Re: Abritrary multiple spaces as delimiter
by BUU (Prior) on Mar 15, 2004 at 08:20 UTC
|
Well, assuming the words in the second and third element are seperated by only one space but the elements themselves are seperated by two or, it looks like split/\s\s+/ would do basically what you want. If thats not the case, you have basically have no way guarunteed to work. If I *had* to solve that problem, I'd probably try to extract the first element and the last two elements, then guess a lot for the middle ones. | [reply] [d/l] |
|
|
I decided to go with this solution. The columns are fixed width, most likely tabs converted into spaces, but since there are no examples, in the file I'm parsing, of two fields being separated by less than two spaces, I went with splitting. Also, this worked better, since this would retain all the funny characters that a regexp might miss, like 'Æ' and such.

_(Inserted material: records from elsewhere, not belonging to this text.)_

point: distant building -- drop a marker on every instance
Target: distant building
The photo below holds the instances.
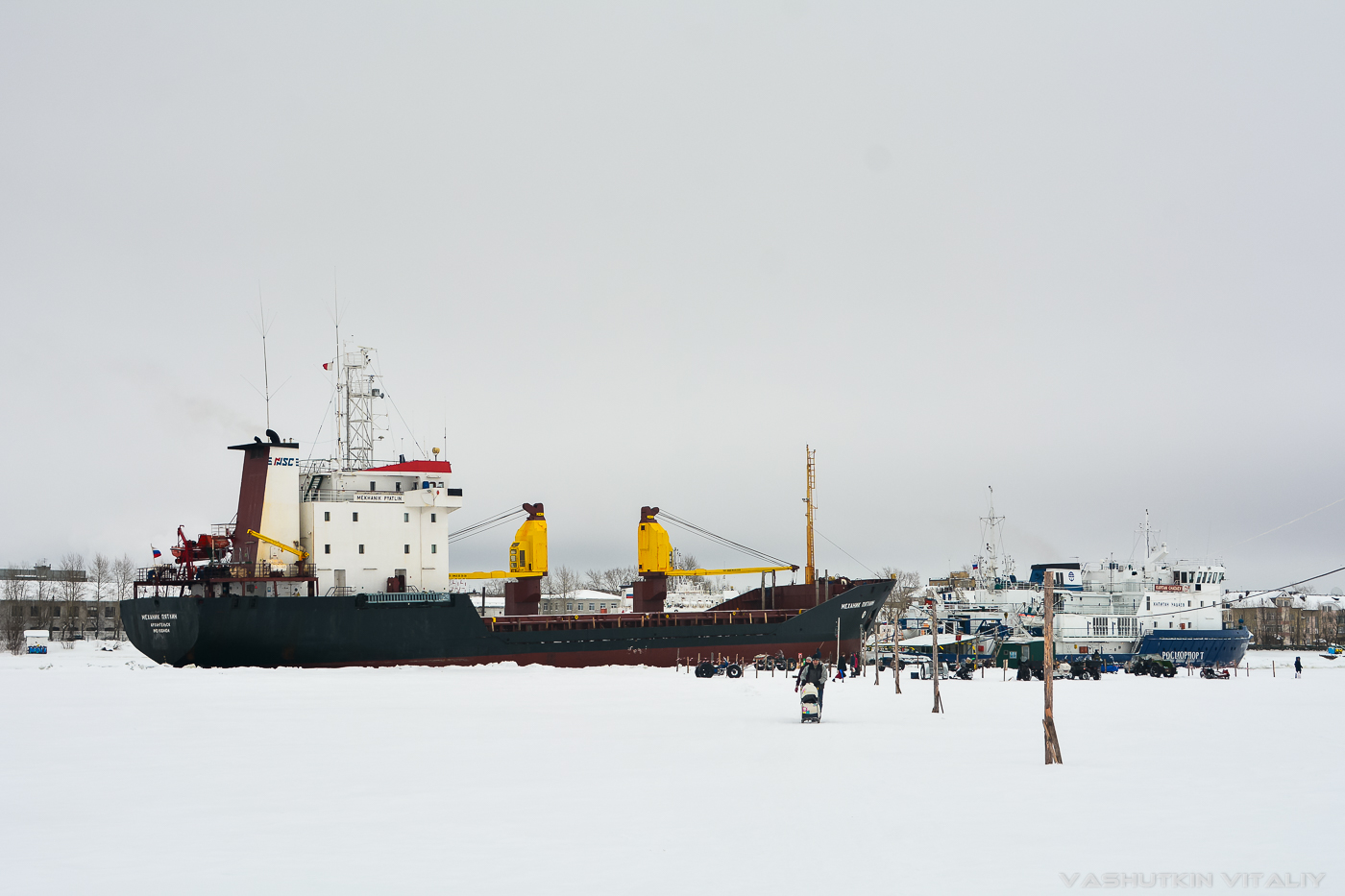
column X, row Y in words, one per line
column 1284, row 619
column 697, row 596
column 56, row 600
column 584, row 600
column 67, row 619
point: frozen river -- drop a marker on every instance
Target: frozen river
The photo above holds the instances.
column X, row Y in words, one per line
column 121, row 777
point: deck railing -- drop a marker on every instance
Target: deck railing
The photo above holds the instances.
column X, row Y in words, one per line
column 177, row 574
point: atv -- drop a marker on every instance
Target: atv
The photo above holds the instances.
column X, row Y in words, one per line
column 1153, row 666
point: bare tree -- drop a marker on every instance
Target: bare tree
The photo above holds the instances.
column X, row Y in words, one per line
column 101, row 573
column 15, row 608
column 123, row 576
column 565, row 581
column 615, row 580
column 686, row 561
column 70, row 593
column 908, row 583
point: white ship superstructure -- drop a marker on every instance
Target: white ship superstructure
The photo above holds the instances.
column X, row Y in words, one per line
column 372, row 526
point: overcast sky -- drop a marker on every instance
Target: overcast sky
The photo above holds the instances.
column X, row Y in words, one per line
column 643, row 254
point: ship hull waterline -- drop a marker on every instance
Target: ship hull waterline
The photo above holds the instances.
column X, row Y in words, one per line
column 271, row 631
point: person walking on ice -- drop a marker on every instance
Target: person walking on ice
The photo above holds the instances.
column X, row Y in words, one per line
column 813, row 673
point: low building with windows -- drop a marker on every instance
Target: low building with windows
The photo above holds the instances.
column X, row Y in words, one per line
column 67, row 619
column 584, row 600
column 1287, row 620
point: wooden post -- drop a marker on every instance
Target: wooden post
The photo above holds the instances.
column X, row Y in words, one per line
column 1048, row 670
column 934, row 654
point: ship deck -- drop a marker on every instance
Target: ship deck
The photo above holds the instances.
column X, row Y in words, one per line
column 641, row 620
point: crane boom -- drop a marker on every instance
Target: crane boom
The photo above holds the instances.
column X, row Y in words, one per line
column 298, row 552
column 728, row 572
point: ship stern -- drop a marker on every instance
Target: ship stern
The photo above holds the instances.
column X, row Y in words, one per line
column 163, row 628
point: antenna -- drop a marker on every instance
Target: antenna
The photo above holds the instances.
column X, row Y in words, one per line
column 265, row 366
column 340, row 455
column 810, row 570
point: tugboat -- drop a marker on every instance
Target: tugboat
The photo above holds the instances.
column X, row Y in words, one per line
column 345, row 563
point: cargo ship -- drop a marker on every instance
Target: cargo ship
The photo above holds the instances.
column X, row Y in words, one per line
column 345, row 563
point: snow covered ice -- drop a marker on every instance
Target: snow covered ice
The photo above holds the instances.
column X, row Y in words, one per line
column 123, row 777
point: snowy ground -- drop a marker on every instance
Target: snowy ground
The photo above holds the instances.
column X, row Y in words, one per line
column 121, row 777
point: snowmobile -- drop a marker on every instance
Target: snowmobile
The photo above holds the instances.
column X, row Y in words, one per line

A link to the complete file I'm parsing.
Just out of curiosity. Say I have several thousand of these files to parse, which would be faster, splitting, regexp or the unpack solution?
Was it ok to post my reply here? I'm not up on perlmonk posting etiquette. Moderators moderate.
| [reply] |
|
|
Probably unpack. Only a benchmark will tell for sure, though. Even so, unless you have to do this so many times that it actually matters, you shouldn't care. Readability and maintainability comes first; programmer time is much more expensive than computer time.
In your case I'd pick the unpack solution simply because it's the most clearly self documenting. The split solution does not convey all the assumptions about your input, even though it works.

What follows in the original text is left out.